Pain testing measures thought to reflect central sensitization (CSS were z-scored and combined to create an index. The CS measure included thermal and mechanical temporal summation, and after sensations to thermal temporal summation and cold water hand immersion. This was conducted in order to create one measure of central sensitization and avoid multiple comparisons (using each QST measure reflective of CS in the model). A hierarchical linear regression was performed to examine the association of CPM and CS at baseline with three month clinical pain ratings. To examine the relationship between these variables of interest, Pearson bivariate correlations were conducted to examine the associations between variables in our regression model. Baseline pain and several questionnaire measures representing constructs important to pain-related outcomes (depression, catastrophizing and sleep disturbance) were statistically controlled by regressing them on pain at three months, calculating a standardized residual (28). The residual characterizes pain at three months controlling for these variables, and was used as the dependent variable in the regression. Demographic variables were not associated with clinical pain at follow-up and thus not included in the regression model. A hierarchical linear regression model was used to examine the relative contribution of CPM and the Z-scored CS measure in the prediction of the standardized residual pain report at three month follow-up.

Results

Successful vs. Unsuccessful Groups

Fifty-four individuals were approached regarding participation, 47 of which displayed interest and were screened for eligibility. Thirty-three participants met eligibility criteria; seven declined to participate and two were un-reachable to schedule. The total study sample included 24 participants. Patient demographics, clinical characteristics at baseline, summary questionnaire data and other variables of interest are presented in Tables 1 and 2. Participants in the unsuccessful trial group were not significantly different from the larger group in any demographic categories with the exception of employment status, those in the Trial Responder group were more likely to endorse being unemployed. Pain duration was over twice as long in the unsuccessful group, although this was nonsignificant. While not significant, patients were over ten years younger in the Trial Responder group. Verbal pain ratings provided by the patient to their physician significantly reduced (overall) from baseline to visit two (p < 0.001) and, as expected, an interaction between Trial Non-Responders and Trial Responders was observed (p < 0.001), with Trial Non-Responders experiencing reduced efficacy of trial stimulation when compared to Trial Responders. No significant differences between stimulator model or lead type was observed. Overall, the pulse width ranged from 270–510, the rate ranged from 40–110 and the amplitude ranged from 0–10.5.

Table 2.

Means and standard deviations for questionnaires by group.

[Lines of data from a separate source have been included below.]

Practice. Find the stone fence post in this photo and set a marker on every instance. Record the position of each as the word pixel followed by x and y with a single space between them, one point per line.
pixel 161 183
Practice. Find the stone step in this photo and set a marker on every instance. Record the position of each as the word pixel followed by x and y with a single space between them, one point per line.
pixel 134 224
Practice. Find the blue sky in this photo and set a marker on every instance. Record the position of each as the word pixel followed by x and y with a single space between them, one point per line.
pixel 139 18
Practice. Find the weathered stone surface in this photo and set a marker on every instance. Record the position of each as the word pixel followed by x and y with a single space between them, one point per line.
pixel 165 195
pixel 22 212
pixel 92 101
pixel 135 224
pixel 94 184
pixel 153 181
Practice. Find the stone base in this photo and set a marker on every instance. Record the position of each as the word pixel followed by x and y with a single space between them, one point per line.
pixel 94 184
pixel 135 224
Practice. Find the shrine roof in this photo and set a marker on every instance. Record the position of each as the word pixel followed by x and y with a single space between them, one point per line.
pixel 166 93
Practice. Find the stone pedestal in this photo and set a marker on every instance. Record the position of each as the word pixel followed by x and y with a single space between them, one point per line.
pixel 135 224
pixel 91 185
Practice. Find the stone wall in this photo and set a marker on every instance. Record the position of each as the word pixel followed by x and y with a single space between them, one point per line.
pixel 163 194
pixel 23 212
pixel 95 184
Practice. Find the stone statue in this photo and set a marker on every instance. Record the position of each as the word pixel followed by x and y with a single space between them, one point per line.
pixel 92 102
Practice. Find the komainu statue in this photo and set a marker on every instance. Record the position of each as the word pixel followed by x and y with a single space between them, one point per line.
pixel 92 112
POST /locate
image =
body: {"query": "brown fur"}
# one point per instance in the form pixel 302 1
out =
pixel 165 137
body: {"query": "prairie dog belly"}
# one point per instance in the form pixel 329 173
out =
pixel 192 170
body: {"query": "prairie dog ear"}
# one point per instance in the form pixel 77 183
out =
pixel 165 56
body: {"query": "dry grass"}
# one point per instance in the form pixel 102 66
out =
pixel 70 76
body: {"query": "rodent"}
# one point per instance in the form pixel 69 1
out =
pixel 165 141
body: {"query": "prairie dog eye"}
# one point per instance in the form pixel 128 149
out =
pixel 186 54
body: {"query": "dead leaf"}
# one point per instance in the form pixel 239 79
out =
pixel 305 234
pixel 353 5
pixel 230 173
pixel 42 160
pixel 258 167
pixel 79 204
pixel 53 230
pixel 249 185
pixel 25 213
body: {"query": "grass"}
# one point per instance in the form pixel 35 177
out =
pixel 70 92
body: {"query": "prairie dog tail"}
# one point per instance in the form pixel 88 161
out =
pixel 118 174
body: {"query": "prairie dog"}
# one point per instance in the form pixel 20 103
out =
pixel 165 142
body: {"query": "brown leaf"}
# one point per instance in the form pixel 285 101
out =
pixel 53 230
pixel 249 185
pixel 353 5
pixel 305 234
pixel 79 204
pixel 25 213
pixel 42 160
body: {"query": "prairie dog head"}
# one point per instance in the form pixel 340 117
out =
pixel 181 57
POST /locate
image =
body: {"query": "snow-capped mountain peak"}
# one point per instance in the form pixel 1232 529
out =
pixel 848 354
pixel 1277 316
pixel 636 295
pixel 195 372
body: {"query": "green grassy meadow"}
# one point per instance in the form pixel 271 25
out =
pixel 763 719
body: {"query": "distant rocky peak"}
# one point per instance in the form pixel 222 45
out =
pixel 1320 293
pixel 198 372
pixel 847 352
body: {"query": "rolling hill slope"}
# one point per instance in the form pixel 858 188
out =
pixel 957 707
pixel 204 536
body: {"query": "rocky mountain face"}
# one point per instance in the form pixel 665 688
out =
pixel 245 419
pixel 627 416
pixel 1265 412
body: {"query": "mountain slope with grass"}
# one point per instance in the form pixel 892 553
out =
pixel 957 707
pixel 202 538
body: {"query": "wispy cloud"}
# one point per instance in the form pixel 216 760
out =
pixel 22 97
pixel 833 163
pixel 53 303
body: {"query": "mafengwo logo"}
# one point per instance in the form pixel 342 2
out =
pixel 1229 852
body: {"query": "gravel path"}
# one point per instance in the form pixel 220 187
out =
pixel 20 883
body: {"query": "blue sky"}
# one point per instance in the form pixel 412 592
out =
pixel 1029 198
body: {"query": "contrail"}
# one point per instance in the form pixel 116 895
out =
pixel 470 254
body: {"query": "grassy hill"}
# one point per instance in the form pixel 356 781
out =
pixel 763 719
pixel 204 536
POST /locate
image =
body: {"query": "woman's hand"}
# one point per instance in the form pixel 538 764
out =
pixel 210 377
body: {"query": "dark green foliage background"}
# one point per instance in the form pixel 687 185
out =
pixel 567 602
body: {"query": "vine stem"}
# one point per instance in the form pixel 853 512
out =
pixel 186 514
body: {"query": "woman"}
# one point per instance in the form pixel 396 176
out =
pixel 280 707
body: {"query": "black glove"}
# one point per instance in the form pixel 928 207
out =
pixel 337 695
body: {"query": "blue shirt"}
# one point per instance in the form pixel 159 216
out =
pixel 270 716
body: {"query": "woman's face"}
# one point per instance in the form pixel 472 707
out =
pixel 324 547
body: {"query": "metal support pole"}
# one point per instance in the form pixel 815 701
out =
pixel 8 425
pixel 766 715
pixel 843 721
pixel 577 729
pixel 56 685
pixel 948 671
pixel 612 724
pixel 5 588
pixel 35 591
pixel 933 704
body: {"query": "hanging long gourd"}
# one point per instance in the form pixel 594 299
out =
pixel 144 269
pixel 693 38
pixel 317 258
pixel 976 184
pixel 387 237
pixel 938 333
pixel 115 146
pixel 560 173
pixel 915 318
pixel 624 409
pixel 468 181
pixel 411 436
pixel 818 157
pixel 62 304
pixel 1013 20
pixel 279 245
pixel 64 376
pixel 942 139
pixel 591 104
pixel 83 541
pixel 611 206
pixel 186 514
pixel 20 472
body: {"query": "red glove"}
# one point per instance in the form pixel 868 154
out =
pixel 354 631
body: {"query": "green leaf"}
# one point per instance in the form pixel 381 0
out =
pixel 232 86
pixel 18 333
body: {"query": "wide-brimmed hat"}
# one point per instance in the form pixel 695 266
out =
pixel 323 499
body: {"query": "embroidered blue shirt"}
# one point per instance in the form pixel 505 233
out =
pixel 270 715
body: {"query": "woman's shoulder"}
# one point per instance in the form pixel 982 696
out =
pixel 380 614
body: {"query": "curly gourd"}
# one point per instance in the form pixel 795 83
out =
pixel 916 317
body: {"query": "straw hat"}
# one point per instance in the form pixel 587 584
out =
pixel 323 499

Questionnaire (Trial Non-Responder n, Trial Responder n) Trial Non-Responder Trial Responder

BPI Severity
Visit 1 (6,18) 7.37 (1.4) 7.31 (1.4)
Visit 2 (5,15) 6 (2.6) 4.86 (2.2)*
Visit 3 (0,13) 5.36 (2.2)*
Visit 4 (0,13) 5.24 (1.6)*

BPI Interference
Visit 1 (6,18) 6.14 (3.0)¥* 7.31 (1.4)*
Visit 2 (5,15) 6.22 (3.0) 4.64 (3.4)
Visit 3 (0,13) 4.9 (2.8)
Visit 4 (0,13) 6.18 (2.1)

PROMIS Sleep Disturbance
Visit 1 (6,18) 27.58 (11.7) 32.05 (6.1)
Visit 2 (5,15) 29.2 (11.5) 26.26 (9.7)
Visit 3 (0,13) 30.46 (8.6)
Visit 4 (0,13) 32.42 (5.3)

BDI
Visit 1 (6,18) 12.16 (6.3) 15.27 (8.1)
Visit 2 (5,15) 8.11 (3.1) 12.62 (9.6)
Visit 3 (0,13) 13.26 (10.0)
Visit 4 (0,13) 15.6 (9.1)

PCS
Visit 1 (6,18) 23.0 (18.8) 24.5 (12.4)
Visit 2 (5,15) 17.4 (17.7) 20.06 (13.8)
Visit 3 (0,13) 19.23 (12.9)
Visit 4 (0,13) 19.53 (15.9)
*

p < 0.05;

p < 0.10.

¥

for Group by Time Interaction;

BPI: Brief Pain Inventory; Patient-Reported-Outcomes Measurement Information System; BDI: Beck Depression Inventory; PCS: Pain Catastrophizing Scale

Questionnaire Data

The Brief Pain Inventory severity subscale significantly reduced from visit one to visit two over the entire sample (p = 0.003). A group by time interaction emerged for the BPI interference subscale (p = 0.026), with the successful group reporting reduced interference, while the unsuccessful group remained constant. Sleep disturbance (PROMIS: Sleep scale) did not significantly (p = 0.06) improve over time, a trend was noted, though only in the successful group. No group differences emerged for BDI or PCS.

Laboratory pain measures

QST measures are presented in Table 3. A location effect was observed for the thermal temporal summation index (p = 0.04) with a higher score reported at the foot. A significant session by slope by group interaction emerged (p = 0.007) with those in the unsuccessful group reporting increased temporal summation at visit two, while those in the successful group reported a slight decrease in pain over the ten pulses at session two. A significant slope was evident (p = 0.03), with an overall increase in slope through the fifth pulse. A non-significant slope by group interaction was noted in thermal temporal summation (p = 0.058), with the unsuccessful group reporting slightly greater temporal summation in general when compared to the successful group. A non-significant visit by location interaction was noted (p = 0.054), with overall pain ratings higher on the arm at session one (Mean = 68.02, SD = 8.1) when compared to session two (Mean = 47.81, SD = 7.7). A graphical presentation of ratings at each pulse on the foot (at Heat Pain Threshold +4 degrees), by group in visits 1 and 2 are presented in Figure 1. No other significant differences were observed between groups for other CS measures or for CPM.

Table 3.

Quantitative Sensory Testing (QST) Measure Means and Standard Deviations by Group

QST Measures (Measurement Unit)
Visit (n)
Affected Site Mean (SD) Unaffected Site Mean (SD)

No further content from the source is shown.